Monday, 13 January 2020

UK Police Live Out A Monty-Python Skit

Make-Work Police Stupidity in the UK

There is something terribly wrong with the Police force in the United Kingdom.  One hopes that the Orwellian overreach gets exposed and then uprooted from the Force.  

Here is the problem
Police officers in the United Kingdom are spending time and resources on logging tens of thousands of “hate incidents” every year, even though the offences are not crimes.

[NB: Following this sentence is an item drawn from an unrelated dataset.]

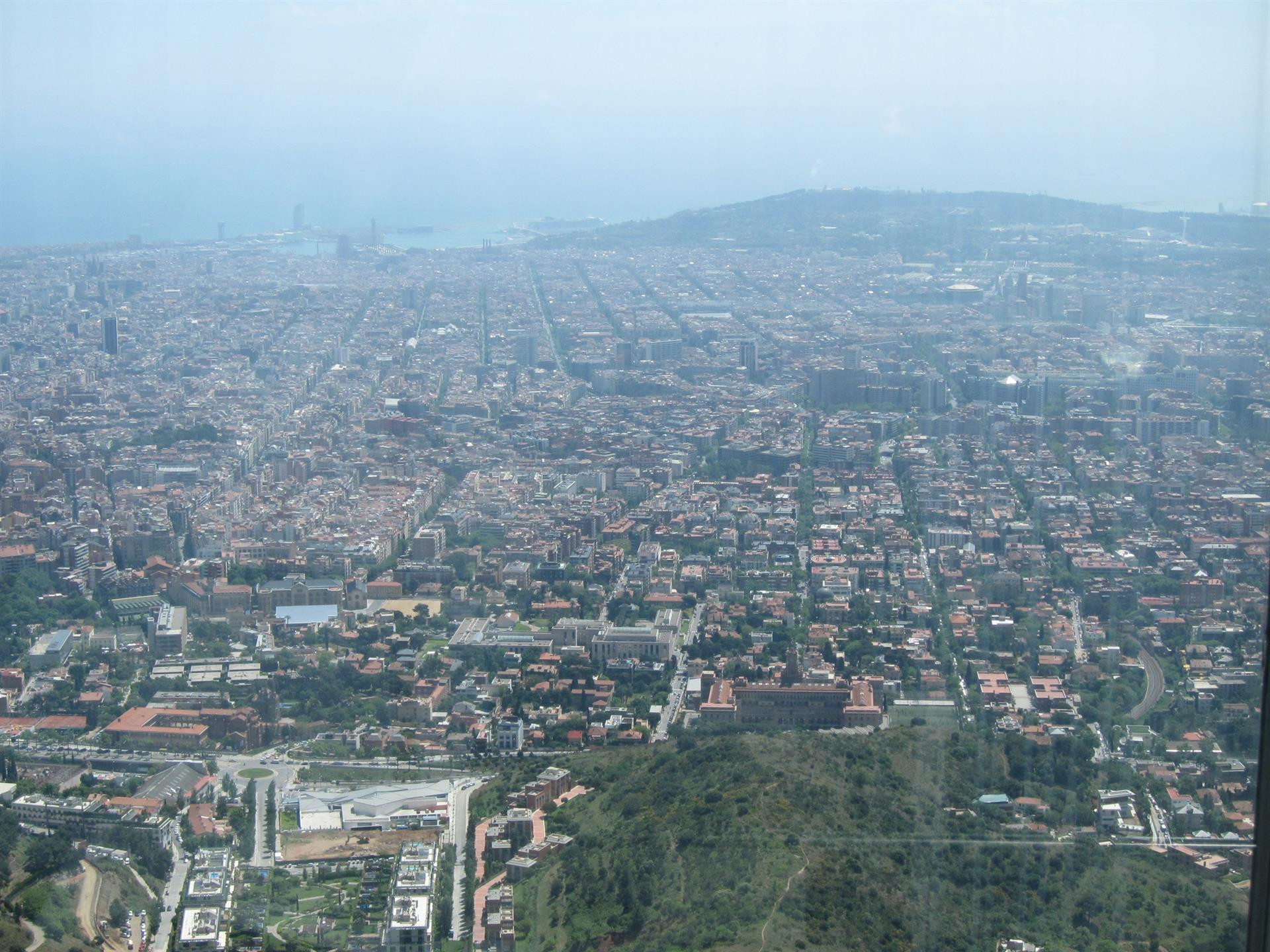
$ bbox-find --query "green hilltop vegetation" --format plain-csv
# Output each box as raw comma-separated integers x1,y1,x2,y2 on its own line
541,188,1270,254
516,727,1246,952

Over the past five years, police in England and Wales have recorded over 87,000 ‘non-crime hate incidents’, using the same system that logs real crimes, the result of which can lead to the offences appearing on an individual’s background check despite not committing a crime.  [Kurt Zindulka, Breitbart London] 
At the same time as this piece of "make work" is consuming more and more police time, the police hierarchy is complaining that they are overworked.

In 2018, Metropolitan Police Service Commissioner Cressida Dick decried the lack of focus in the police force.  “My officers are very busy, they are very stretched. We have young people in London subject to gang violence, getting involved in drug dealing, stabbings, lots and lots of priorities,” she had said.
Picture this: a stabbing has just occurred in a London street.  Police officers are attending, interviewing, photographing, making notes, etc.  A crowd gathers to watch.  A police officer overhears a member of the crowd say to another observer, "another bloody Wog stabbing . . ."  Immediately the police react.  Attention is drawn away from the stabbed victims and the witnesses.  The police now begin to take down evidential notes and summaries of the hate-crime-which-is-not-a-crime to which the police have just become aware.  It is all part of the grand strategy to tackle hate in the UK. 

A former police officer has decided to take the Force to court over this pathetic nonsense. 
The UK Hate Crime Operational Guidelines state that non-crime hate incidents “must be recorded regardless of whether or not they are the victim, and irrespective of whether there is any evidence to identify the hate element”.  A former police officer, Harry Miller, who was investigated by police in Humberside, after sharing allegedly “transphobic” tweets online, has since taken the police force to court on freedom of speech grounds.

The judge presiding in the case, Mr Justice Knowles, questioned the legality of the police guidelines, saying: “That doesn’t make sense to me. How can it be a hate incident if there is no evidence of the hate element?”

“Freedom of expression laws are not there to protect statements such as ‘kittens are cute’ — but they are there to protect unpleasant things. Its utility lies in exposing people to things that they do not want to hear,” added the judge. 

Speaking to Breitbart London earlier this year, Mr Miller said: “I told [the investigating officer] about George Orwell’s Nineteen Eighty-Four. I said it was a dystopian novel, not a set of police guidelines.”
What a irony.  The British police have been accused of turning Nineteen Eight-Four into an operational manual.  Meanwhile the bosses in the force complain they are overworked and understaffed.  After all, those "non-crime hate incidents" need to be investigated and reported upon, come what may.  So strange it has to be true. 

Let's hope the courts come down upon the British police with tonnes of the proverbial.